Here I don’t have a good way to import a matrix from command line, so I just create the two examples and run both. :shrug:
Otherwise, I’m doing a lot of iteration, because we’re checking every row and column in the matrix, and then checking every neighbor, and that isn’t naturally a recursion thing.

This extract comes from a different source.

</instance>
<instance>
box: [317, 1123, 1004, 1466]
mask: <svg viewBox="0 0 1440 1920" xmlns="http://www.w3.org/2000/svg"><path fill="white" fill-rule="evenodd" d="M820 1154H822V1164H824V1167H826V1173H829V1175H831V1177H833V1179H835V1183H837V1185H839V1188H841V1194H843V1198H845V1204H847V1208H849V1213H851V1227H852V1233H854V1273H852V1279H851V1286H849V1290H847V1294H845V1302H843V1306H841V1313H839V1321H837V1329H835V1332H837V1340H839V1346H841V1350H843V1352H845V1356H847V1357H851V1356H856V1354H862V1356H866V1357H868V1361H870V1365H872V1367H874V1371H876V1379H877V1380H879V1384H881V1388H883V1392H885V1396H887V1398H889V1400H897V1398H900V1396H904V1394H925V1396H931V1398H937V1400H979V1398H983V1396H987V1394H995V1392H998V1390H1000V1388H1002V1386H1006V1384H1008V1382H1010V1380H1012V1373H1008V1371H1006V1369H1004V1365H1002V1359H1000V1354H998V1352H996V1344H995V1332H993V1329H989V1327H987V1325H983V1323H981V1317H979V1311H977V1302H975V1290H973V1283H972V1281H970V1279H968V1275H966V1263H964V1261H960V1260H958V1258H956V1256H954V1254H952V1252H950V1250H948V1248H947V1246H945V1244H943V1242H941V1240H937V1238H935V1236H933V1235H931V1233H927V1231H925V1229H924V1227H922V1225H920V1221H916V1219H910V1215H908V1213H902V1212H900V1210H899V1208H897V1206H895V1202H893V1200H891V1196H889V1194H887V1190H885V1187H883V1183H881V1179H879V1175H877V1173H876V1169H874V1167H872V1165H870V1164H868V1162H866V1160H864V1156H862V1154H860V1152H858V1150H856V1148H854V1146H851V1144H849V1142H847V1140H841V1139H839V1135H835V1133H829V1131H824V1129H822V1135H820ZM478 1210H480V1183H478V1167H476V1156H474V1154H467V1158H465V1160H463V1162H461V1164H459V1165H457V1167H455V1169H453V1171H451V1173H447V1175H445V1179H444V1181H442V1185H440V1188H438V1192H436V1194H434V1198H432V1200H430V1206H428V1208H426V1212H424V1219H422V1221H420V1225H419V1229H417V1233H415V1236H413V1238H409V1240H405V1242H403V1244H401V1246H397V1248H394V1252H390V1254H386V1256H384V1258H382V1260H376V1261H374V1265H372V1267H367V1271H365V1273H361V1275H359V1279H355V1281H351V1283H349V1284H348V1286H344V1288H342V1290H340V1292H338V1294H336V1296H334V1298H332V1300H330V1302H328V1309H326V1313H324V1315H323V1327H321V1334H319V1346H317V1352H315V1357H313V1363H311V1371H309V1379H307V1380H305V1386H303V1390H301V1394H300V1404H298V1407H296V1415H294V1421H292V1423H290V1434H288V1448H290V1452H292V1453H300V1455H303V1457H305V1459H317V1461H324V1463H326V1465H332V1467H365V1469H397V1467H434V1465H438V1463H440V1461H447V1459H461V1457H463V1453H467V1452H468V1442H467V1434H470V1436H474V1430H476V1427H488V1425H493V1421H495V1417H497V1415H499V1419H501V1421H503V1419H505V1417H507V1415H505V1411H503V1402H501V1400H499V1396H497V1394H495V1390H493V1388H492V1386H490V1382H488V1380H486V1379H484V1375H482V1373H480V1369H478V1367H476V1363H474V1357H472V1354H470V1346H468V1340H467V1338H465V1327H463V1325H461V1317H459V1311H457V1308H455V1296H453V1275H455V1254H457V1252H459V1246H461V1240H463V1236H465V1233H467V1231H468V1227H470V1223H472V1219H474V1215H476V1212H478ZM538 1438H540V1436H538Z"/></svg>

This time, we’re using a named for loop, so we can next out of the right for loop. We next if a neighbor also has an X, and +1 the Lonely X count if we don’t.
The Code
#!/usr/bin/env perl
use strict;
use warnings;
use feature qw{ say signatures state };
no warnings qw{ experimental };
use List::Util qw{ first };
my @input = (
[ [qw[ O O X ]], [qw[ X O O ]], [qw[ X O O ]], ],
[ [qw( O O X O)], [qw( X O O O)], [qw( X O O X)], [qw( O X O O)], ]
);
for my $input (@input) {
say join "\n ", '', map { join ' ', $_->@* } $input->@*;
say '';
my $c = lonely_x($input);
if ( $c == 0 ) { say "No lonely Xs were found" }
elsif ( $c == 1 ) { say "One lonely X was found" }
else { say "$c lonely Xs were found" }
}
# lonely_x takes an arrayref containing a two-dimensional array
# representing an m x n matrix containing only X and O, and
# returns a count of "lonely Xs", which are Xs without an
# X in a bordering position. If none are found, it returns
# zero
sub lonely_x ( $input ) {
my $c = 0;
my $x = scalar $input->@*;
my $y = scalar $input->[0]->@*;
# X and y are the outer bounds of the matrix.

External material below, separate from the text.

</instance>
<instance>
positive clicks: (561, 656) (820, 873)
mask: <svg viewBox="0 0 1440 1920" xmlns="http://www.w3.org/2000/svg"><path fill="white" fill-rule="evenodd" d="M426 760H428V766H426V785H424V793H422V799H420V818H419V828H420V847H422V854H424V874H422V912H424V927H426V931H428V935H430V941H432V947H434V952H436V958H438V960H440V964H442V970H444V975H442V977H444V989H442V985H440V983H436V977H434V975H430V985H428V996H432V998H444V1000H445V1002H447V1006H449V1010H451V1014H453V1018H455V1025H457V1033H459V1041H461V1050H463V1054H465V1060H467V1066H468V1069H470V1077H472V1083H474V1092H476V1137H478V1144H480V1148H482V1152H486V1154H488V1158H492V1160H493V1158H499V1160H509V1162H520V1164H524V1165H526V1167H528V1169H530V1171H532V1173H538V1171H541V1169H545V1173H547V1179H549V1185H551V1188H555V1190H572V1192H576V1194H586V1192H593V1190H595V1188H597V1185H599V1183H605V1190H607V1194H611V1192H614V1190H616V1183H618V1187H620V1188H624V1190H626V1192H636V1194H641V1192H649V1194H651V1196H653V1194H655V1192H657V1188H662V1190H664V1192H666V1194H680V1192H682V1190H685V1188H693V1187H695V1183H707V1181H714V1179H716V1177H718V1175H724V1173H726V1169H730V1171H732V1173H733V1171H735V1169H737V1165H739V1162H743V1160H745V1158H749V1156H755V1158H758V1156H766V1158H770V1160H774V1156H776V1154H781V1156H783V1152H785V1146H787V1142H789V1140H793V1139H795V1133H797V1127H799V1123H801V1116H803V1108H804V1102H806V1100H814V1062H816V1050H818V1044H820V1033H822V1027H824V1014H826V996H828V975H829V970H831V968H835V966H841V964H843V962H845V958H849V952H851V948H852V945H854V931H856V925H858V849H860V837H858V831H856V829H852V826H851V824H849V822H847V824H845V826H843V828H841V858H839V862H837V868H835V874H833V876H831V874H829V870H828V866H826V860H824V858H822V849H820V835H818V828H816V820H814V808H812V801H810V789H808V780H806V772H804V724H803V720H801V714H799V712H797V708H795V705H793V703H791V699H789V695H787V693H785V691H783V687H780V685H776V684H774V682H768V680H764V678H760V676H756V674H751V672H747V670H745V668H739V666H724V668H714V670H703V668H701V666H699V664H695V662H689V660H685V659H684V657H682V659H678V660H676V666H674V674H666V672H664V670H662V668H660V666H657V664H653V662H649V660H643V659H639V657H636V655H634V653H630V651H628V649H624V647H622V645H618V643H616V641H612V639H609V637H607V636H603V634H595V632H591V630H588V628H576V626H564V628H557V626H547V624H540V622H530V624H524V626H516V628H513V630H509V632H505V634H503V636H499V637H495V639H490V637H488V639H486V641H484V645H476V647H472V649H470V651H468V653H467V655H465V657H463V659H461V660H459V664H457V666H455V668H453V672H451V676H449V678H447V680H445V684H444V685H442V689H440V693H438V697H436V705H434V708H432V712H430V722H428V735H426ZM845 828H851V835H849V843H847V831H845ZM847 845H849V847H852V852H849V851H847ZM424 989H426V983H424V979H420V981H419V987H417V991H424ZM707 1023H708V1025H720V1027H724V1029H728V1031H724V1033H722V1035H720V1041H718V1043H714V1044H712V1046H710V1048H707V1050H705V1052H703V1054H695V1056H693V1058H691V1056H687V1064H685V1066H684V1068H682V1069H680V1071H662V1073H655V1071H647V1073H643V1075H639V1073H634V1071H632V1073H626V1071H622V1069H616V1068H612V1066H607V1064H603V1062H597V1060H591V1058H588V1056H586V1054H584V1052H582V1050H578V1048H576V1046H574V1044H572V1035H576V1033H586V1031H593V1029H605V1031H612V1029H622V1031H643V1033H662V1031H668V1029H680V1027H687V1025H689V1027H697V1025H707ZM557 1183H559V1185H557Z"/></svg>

# i and j are the location within the matrix.
# p is the value in the current "center".
# ii and jj are the bordering locations to i and j
# pp is the value in the current border location
# if pp is X, we know that i,j is not lonely,
# and thus we used he named next to get to the
# next. If, instead, we get to the end of the ii,jj
# loops, it must be lonely and we increment our
# "lonely X" count.
for my $i ( 0 .. $x ) {
OUT: for my $j ( 0 .. $y ) {
my $p = $input->[$i][$j];
next unless defined $p;
my $ok = 'X' eq $p ? 1 : 0;
next unless $ok;
for my $ii ( $i - 1 .. $i + 1 ) {
next if $ii < 0;
for my $jj ( $j - 1 .. $j + 1 ) {
next if $jj < 0;
next if $i == $ii && $j == $jj;
my $pp = $input->[$ii][$jj];
next unless defined $pp;
next OUT if $pp eq 'X';
}
}
$c++;
}
}
return $c;
}